Shoplifting poses a significant challenge for shop owners as well as other stakeholders, including law enforcement agencies. In recent years, the task of shoplifting detection has gained the interest of researchers due to video surveillance generating vast quantities of data that cannot be processed in real-time by human staff. In previous studies, different datasets and methods have been developed for the task of shoplifting detection. However, there is a lack of a large benchmark dataset containing different behaviors of shoplifting and standard methods for the task of shoplifting detection. To overcome this limitation, in this study, a large benchmark dataset has been developed, having 900 instances with 450 cases of shoplifting and 450 of non-shoplifting with manual annotation based on five different ways of shoplifting. Moreover, a method for the detection of shoplifting is proposed for evaluating the developed dataset. The dataset is also evaluated with methods as baseline methods, including 2D CNN and 3D CNN. Our proposed method, which is a combination of Inception V3 and BILSTM, outperforms all baseline methods with 81 % accuracy. The developed dataset will be publicly available to foster in various areas related to human activity recognition. These areas encompass the development of systems for detecting behaviors such as robbery, identifying human movements, enhancing safety measures, and detecting instances of theft.

Keywords:

bidirectional long short-term memory; convolutional neural network; human activity recognition; shoplifting detection

1. Introduction

Each year goods worth billions of dollars are shoplifted globally [1]. Shoplifting (also known as retail theft) is a criminal act that reduces the profitability of businesses. It involves stealing merchandise from a retail establishment without paying for it while avoiding detection [1,2]. Shoplifting is a crime that receives significant attention among the various criminal activities that occur in stores. It also involves stealing merchandise from a retail establishment by hiding the items in one’s clothing, pockets, or bag and leaving the store without paying for them. Shoplifting poses a significant challenge for store owners and other entities such as law enforcement, the government, and the justice system. A study conducted by the National Association for Shoplifting Prevention indicates that one out of every 11 individuals engages in shoplifting. Additionally, it has been reported that these thieves are apprehended only once in every 48 instances of theft [1].
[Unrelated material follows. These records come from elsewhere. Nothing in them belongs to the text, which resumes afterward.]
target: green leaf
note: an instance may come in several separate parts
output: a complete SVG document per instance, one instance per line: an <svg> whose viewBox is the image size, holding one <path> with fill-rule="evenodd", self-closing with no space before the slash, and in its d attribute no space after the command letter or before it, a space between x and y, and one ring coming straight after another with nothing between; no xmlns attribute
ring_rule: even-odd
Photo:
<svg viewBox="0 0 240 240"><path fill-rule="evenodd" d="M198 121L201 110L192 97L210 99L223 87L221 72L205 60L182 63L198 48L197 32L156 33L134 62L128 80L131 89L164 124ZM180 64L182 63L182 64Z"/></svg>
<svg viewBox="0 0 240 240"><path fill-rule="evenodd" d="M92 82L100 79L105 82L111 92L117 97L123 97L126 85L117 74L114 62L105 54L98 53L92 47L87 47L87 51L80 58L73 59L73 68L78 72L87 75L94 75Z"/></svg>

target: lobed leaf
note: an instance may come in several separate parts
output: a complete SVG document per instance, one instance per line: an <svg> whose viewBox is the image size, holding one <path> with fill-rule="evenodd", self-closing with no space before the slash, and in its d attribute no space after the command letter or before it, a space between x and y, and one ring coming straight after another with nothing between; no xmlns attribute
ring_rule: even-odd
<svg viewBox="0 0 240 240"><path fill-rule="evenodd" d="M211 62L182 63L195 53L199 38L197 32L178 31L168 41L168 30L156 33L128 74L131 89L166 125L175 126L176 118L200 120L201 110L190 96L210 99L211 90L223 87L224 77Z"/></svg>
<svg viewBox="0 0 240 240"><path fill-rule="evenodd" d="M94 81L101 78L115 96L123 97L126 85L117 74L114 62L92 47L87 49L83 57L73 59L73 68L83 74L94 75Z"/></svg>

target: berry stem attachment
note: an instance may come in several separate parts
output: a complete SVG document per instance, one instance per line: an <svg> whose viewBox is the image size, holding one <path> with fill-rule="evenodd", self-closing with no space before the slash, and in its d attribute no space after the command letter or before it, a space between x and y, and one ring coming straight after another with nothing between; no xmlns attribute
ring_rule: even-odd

There are several ways to shoplift, but the majority of them involve hiding products and exiting the business without paying. The act of “hiding,” which is followed by a particular series of behaviors, is what ties these strategies together. This behavior is viewed as aberrant from the standpoint of the regular shopper. Reviewing surveillance footage may make it simple to spot instances of stealing, but as the number of customers rises, it becomes more difficult to keep track of everyone [3]. This leads to a persistent issue, which is made worse by the fact that there are more shoplifters every year. Certain countries have implemented specific laws to address shoplifting and penalize offenders accordingly. In India, shoplifting is considered an offense against property and is dealt with under Chapter XVII of the Indian Penal Code (IPC) [4]. Section 379 of the IPC stipulates that those found guilty of theft can face imprisonment for up to three years, a fine, or both. Retailers have started using closed-circuit television (CCTV) surveillance systems to monitor customers in stores [5,6], but the real-time analysis of footage is a challenging task for humans to undertake continuously. As a result, an advanced monitoring system that analyzes human behavior and identifies shoplifting incidents may be the most effective solution. In an effort to improve public safety, more and more video surveillance cameras are being deployed in public spaces, including streets, banks, shopping centers, and retail stores, every year. Security professionals are unable to handle the enormous volumes of data produced by these camera networks in real-time. The abundance of recording devices has made monitoring a more difficult task [7].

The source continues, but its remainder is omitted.